You can simply check by: ```plm-cs AAAA```

## Train your model
If you want to train your own PLM-CS model, this repository provides all the tools and data.

### Train with RefDB dataset
If you want to train with the data we provide and get the results in the paper, all the processes are already provided in the ipynb file [train_your_model](./train_your_model.ipynb).

#### Training set
We provide the complete training set data in [RefDB training dataset](./dataset/RefDB_test_remove). Each file in this folder is in nmrstar format, and each file corresponds to a protein. All proteins contained in the *SHIFTX test* are removed from it.

#### Training parameters
Different atom types correspond to different optimizer strategies.You can modify the corresponding parameters in the [train.py](./train.py) according to your trained model. The default number of steps for an iteration is 20,000, but you can change it to 5,000 to achieve very close performance while reducing training time
parameters     | Cα | Cβ | C | Hα | H | N
-------- |--|--|--|--|--|--|
learning rate|0.02|5e-4|0.002|0.01|5e-4|5e-4
optimizer| SGD|Adam|Adam|SGD|Adam|Adam

### Train with your own dataset
#### Training set processing
For convenience, the reasoning process of the ESM model is separate from the training process of our regression model. Therefore, we first use ESM-650M to process the data.
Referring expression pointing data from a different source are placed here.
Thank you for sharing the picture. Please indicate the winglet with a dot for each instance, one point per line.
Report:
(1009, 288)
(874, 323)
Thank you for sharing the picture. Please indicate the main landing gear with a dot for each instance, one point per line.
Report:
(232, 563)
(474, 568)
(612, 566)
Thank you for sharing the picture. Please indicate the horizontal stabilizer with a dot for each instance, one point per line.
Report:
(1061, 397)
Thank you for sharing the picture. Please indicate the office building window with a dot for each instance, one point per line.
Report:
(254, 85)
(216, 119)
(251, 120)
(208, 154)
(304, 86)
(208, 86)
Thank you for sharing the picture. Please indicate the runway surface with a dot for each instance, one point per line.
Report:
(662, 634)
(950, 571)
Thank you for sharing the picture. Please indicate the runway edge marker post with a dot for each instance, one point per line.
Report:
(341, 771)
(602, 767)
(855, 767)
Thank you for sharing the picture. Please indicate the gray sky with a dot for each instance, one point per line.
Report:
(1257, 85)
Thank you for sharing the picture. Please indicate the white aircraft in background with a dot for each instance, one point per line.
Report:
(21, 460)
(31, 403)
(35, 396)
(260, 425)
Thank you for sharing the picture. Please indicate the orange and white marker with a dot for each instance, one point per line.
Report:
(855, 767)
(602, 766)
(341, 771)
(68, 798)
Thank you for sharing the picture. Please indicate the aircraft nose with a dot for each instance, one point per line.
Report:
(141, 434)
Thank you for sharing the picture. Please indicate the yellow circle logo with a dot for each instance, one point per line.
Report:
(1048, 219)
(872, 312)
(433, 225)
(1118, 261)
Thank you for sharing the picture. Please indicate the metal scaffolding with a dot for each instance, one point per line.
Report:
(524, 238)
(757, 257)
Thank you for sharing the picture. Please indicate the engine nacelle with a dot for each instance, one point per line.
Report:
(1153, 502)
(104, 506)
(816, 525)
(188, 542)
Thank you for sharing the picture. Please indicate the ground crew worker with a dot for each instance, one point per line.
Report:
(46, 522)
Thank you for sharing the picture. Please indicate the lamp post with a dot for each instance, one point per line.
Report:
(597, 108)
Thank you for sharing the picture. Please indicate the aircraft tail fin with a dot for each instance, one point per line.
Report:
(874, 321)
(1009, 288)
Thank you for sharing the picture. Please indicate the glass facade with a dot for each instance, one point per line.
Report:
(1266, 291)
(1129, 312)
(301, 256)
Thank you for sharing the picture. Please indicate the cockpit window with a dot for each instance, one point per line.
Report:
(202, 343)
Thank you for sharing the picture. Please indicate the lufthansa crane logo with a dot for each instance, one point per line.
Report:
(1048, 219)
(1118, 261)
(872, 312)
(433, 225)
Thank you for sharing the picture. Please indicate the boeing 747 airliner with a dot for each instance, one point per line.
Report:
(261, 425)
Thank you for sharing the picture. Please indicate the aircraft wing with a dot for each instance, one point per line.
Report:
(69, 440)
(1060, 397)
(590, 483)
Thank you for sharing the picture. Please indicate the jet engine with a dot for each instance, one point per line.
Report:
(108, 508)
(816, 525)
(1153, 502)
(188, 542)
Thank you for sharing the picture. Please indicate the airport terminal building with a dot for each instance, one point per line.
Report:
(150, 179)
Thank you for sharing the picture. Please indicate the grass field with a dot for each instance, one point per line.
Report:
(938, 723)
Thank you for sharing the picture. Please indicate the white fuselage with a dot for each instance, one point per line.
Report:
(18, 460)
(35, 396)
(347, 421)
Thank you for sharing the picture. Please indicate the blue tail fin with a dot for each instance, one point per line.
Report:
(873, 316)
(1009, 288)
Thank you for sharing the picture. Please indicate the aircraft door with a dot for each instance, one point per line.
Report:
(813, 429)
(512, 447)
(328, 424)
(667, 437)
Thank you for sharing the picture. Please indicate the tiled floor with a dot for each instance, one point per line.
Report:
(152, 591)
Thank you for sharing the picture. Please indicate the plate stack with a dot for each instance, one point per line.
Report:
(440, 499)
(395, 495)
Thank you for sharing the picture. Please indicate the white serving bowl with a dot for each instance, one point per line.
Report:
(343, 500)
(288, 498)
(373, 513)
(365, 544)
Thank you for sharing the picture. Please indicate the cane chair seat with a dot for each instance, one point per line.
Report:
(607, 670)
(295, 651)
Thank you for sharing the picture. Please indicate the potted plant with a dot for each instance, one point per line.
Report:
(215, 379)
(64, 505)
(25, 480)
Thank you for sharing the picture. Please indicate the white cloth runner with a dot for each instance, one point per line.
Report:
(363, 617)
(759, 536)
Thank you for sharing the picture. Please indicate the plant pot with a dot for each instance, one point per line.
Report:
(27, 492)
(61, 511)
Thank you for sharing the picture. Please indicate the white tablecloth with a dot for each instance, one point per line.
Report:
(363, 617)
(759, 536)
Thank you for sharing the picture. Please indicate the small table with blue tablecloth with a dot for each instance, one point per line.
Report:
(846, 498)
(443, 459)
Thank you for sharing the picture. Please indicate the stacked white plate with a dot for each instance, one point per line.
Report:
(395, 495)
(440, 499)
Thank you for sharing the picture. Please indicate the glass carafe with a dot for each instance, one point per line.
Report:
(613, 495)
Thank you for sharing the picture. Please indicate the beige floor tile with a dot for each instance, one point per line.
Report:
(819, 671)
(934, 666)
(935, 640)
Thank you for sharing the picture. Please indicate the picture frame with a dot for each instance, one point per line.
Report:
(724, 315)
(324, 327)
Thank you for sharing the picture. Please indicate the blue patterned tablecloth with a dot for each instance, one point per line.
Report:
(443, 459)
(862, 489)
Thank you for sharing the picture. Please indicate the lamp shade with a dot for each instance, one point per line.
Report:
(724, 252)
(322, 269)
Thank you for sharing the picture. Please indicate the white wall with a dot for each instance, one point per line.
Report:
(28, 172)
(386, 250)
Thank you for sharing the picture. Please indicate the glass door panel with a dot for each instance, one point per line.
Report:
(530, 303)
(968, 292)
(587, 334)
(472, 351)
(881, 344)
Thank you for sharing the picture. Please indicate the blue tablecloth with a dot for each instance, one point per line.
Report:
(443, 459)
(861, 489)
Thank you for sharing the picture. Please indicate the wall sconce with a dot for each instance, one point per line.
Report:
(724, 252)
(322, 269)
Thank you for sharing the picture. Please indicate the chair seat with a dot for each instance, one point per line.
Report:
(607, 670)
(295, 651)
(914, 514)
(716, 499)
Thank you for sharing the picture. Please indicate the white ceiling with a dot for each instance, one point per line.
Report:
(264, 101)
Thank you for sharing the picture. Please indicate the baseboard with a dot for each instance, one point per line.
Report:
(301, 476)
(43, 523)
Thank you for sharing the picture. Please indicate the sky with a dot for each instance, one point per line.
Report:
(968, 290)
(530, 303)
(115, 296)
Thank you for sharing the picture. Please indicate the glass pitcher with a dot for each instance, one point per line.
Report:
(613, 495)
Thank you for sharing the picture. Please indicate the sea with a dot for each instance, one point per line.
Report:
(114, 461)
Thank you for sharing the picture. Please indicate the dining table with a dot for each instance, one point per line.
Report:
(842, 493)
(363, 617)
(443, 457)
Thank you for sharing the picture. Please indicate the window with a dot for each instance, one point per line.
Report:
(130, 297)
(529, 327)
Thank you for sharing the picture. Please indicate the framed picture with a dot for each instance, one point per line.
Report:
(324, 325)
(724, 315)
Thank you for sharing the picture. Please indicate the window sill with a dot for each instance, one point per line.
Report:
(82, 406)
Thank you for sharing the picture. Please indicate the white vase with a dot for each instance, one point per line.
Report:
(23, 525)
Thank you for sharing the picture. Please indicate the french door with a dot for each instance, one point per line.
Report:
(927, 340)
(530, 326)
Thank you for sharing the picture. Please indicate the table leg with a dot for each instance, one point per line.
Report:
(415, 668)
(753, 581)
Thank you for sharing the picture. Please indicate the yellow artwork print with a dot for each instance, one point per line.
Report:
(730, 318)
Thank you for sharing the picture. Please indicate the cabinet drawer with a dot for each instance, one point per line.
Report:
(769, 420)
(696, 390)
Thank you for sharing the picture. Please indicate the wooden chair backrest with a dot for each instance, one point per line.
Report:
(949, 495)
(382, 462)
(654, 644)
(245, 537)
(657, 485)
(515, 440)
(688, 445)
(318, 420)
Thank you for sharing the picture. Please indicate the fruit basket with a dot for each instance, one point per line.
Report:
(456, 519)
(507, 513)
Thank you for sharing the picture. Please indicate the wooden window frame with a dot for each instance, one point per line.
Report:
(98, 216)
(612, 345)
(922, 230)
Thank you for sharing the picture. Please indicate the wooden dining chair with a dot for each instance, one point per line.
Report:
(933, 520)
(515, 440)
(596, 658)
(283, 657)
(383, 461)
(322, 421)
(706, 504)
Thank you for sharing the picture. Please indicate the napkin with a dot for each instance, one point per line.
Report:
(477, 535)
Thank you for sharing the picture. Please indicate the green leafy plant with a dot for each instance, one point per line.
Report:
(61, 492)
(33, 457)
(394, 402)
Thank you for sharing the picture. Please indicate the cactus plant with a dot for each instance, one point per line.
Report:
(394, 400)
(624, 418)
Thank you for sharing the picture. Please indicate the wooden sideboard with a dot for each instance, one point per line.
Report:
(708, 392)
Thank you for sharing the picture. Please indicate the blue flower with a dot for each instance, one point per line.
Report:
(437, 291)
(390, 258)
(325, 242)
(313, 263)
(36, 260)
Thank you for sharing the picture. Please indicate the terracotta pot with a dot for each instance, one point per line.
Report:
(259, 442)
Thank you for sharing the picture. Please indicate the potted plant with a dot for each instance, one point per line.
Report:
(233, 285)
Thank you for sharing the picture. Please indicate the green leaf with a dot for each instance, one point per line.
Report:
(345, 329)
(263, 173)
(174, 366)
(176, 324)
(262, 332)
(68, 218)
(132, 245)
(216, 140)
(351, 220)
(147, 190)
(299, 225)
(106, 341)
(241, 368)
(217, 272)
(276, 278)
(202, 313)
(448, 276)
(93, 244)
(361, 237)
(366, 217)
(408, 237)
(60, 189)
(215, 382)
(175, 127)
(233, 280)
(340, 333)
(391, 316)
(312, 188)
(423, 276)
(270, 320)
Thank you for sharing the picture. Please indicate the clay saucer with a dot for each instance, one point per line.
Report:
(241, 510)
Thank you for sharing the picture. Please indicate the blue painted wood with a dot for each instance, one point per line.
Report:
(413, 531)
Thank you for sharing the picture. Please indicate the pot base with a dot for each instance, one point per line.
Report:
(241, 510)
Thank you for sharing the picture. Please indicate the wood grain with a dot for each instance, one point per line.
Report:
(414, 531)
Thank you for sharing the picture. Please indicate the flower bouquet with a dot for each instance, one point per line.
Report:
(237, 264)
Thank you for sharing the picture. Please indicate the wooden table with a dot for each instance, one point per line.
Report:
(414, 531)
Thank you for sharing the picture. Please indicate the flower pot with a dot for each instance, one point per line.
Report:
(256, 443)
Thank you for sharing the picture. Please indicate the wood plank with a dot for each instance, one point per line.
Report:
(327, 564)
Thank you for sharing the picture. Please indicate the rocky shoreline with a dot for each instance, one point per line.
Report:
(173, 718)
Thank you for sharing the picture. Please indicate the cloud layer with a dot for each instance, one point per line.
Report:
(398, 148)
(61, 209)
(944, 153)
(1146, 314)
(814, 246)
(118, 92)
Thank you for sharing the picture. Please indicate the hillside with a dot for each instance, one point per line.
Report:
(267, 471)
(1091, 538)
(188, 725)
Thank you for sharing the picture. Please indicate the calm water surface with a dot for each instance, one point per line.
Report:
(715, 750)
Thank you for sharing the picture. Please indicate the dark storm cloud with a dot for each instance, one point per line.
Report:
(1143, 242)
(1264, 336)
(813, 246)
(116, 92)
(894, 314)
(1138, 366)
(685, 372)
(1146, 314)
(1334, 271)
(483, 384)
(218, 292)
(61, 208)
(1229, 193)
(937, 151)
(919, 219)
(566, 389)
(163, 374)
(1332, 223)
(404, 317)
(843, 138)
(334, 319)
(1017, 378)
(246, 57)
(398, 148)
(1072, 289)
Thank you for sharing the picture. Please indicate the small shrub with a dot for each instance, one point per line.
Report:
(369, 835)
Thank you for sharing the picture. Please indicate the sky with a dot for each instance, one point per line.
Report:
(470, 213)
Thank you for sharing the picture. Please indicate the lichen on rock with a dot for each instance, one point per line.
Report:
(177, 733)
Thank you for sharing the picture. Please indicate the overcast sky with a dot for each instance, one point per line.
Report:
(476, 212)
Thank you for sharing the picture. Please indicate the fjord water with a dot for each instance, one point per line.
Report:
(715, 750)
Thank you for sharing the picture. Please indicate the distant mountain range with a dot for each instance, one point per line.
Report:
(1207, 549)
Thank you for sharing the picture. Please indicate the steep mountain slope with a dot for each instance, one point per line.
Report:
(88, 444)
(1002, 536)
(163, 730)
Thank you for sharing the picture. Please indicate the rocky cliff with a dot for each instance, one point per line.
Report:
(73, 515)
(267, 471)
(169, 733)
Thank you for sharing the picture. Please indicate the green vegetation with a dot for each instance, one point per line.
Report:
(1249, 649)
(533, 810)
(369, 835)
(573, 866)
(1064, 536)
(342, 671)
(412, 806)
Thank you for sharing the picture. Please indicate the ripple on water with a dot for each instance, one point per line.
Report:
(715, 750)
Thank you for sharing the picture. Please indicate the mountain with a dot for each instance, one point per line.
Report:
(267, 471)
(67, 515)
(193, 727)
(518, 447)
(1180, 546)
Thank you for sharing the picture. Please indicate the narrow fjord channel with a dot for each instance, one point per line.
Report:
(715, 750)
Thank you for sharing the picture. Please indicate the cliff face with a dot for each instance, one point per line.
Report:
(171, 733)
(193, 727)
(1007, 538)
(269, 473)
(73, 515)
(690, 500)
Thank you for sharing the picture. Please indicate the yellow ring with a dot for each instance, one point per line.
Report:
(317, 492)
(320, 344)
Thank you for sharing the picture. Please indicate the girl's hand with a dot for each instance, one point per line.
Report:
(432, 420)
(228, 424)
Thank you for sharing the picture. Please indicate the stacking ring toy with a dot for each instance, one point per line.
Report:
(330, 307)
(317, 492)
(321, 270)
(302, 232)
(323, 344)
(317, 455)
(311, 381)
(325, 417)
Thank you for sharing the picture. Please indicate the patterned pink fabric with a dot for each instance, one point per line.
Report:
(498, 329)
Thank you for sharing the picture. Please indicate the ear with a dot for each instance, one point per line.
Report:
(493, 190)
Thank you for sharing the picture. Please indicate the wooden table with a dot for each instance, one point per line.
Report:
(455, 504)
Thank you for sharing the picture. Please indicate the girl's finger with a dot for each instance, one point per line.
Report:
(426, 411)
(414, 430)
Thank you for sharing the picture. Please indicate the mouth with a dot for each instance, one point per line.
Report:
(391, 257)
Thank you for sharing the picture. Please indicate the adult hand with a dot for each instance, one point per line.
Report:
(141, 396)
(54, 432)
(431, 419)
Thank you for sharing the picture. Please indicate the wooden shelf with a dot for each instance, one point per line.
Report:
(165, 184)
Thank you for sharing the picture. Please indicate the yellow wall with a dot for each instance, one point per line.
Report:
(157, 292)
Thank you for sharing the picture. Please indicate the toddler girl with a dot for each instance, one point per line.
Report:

In [esm_process.py](./esm_process.py) we provide a transformation function for the esm model, you need to provide three parameters：*protein sequence*, *chemical shifts*, *mask*. The sequence representing the protein, the sequence specifying the chemical shift of the atom, and the mask sequence (if any of the tags for a particular sequence are missing). These three sequences should be of equal length. The function outputs four processed data, you need to concat multiple sequences of data in the batch size dimension and save them as the tensordataset in this manner. 
```python
dataset = TensorDataset(all_esm_vec, all_label, all_mask, all_padding_mask)
```
The final dimension of each parameter should be:
*b&#215;512&#215;1280*, *b&#215;512&#215;1*, *b&#215;512&#215;1*, *b&#215;512&#215;1*

#### Train
Modify the path in the [train.py](./train.py) to your own parh. Also, be aware that this can only train a model of one type of atom at a time.